When I was a pre-service teacher, I had a professor who we all loved. He was this very soft-spoken man who was amazing at letting his students’ voices come to the forefront of the class. And when a student said something he liked, he would nod his head and say, “hmmm… huh… interesting.”
We lived for a “Hmmm… huh… interesting.”
After seeing me teach, he said to me, “You know, Chris, you’re going to be a great teacher once you get over thinking you have to perform.”
I was crushed.
And as a result, in both my student teaching and early in my teaching career, I would try to dial back my personality, and whenever kids would say things I thought were awesome, rather than get excited, I’d try to remember to sit back and say, “Hmmm… huh… interesting.”
But I couldn’t sustain that because I was — and am — excitable. And one day the kids called me out on it, and asked who this person was who would say, “Hmm… huh… interesting,” because they liked the person that got really excited by their ideas. The kids liked who I really was, not who I was pretending to be. And I realized that as much as I liked my professor, he was wrong. The performance wasn’t the person who was super-animated in the classroom – that was who I was (and am) and instead, the performance was trying to act like him.
That didn’t mean I needed to be in the front of the class, and it didn’t mean that I wanted to run a teacher-centric classroom. It meant that I had to figure out that if I wanted kids to bring their best selves to the classroom every day, so did I. And I’m high-energy and excitable – I just am. I had to learn how to ensure that being a big personality did not mean that who I was was more important than who the kids were. I had to make sure that I didn’t ever confuse charisma with content. I had to understand early on the difference between engaging the kids and empowering the kids. In short, I had to learn the craft of progressive teaching while bringing an authentic sense of self to the classroom – which is one of the great challenges for all of us who want to make our teaching authentic and real.
I was thinking of this story today while having a conversation with a teacher-coach today about how to help soft-spoken young teachers develop their teacher-selves. Because, on some level, it’s a lot easier as a young teacher to have a big personality and a lot of charisma. For me, being a rather animated person by nature made that transition to the classroom easier, because that energy could cover up a lot for a lot of pedagogical mistakes I made while I was just learning the craft. But I worry that many soft-spoken young teachers are taught to work on having a “bigger” personality, to learn how to perform, rather than to make who they are work for them in the classroom. And that’s too bad, because it misses a chance for that young teacher how to bring the best sense of who they are to the classroom in a way that works for them.
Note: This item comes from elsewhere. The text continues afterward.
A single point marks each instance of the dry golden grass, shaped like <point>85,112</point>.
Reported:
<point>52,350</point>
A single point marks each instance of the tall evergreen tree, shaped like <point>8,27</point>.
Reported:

For teachers who don’t immediately “command” the classroom as young teachers, they have to learn how to build those relationships 1:1, because the whole classroom will be harder. For those teachers, welcoming every student as they walk in becomes a way to connect so that the kids want to make the classroom a powerful space. Making sure there is time every day to have even 10-15 seconds of personal time with every kid means far more than the ability to have the kind of voice that can reach the back row of tables in the class immediately. Developing lessons and units that place the students at the center of class, through the work and projects they do means that the thoughtfulness of the work will mean more than the charisma of the teacher. And learning the art of being the kind of teacher who has the relationships with students such that the kids want to lean in for the moments when one has to have the attention of the whole class is amazing.
And of course, all of those techniques are important for any inquiry-driven teacher to develop, no matter how big their personality is. The trap for the charismatic young teacher is to forget that charisma isn’t a substitute for thoughtful pedagogy, and it’s not a substitute for real, meaningful connections with students. The trap is using a big personality as a crutch or an excuse not to keep working on your craft. And in that sense, my old professor was right – performance isn’t the point of teaching, substance is. But equally, a big personality isn’t necessarily a performance if that’s actually who you are.
We bring who we are to the classroom every day. Our teacher-selves has to be a recognizable version of who we are in all our moments outside the classroom. The trick is to be intentional as we learn how who we are as people impacts the style and structure of how we teach, and to make sure that our personality works in service of pedagogy, so that we bring the best of who we are to help the kids every day.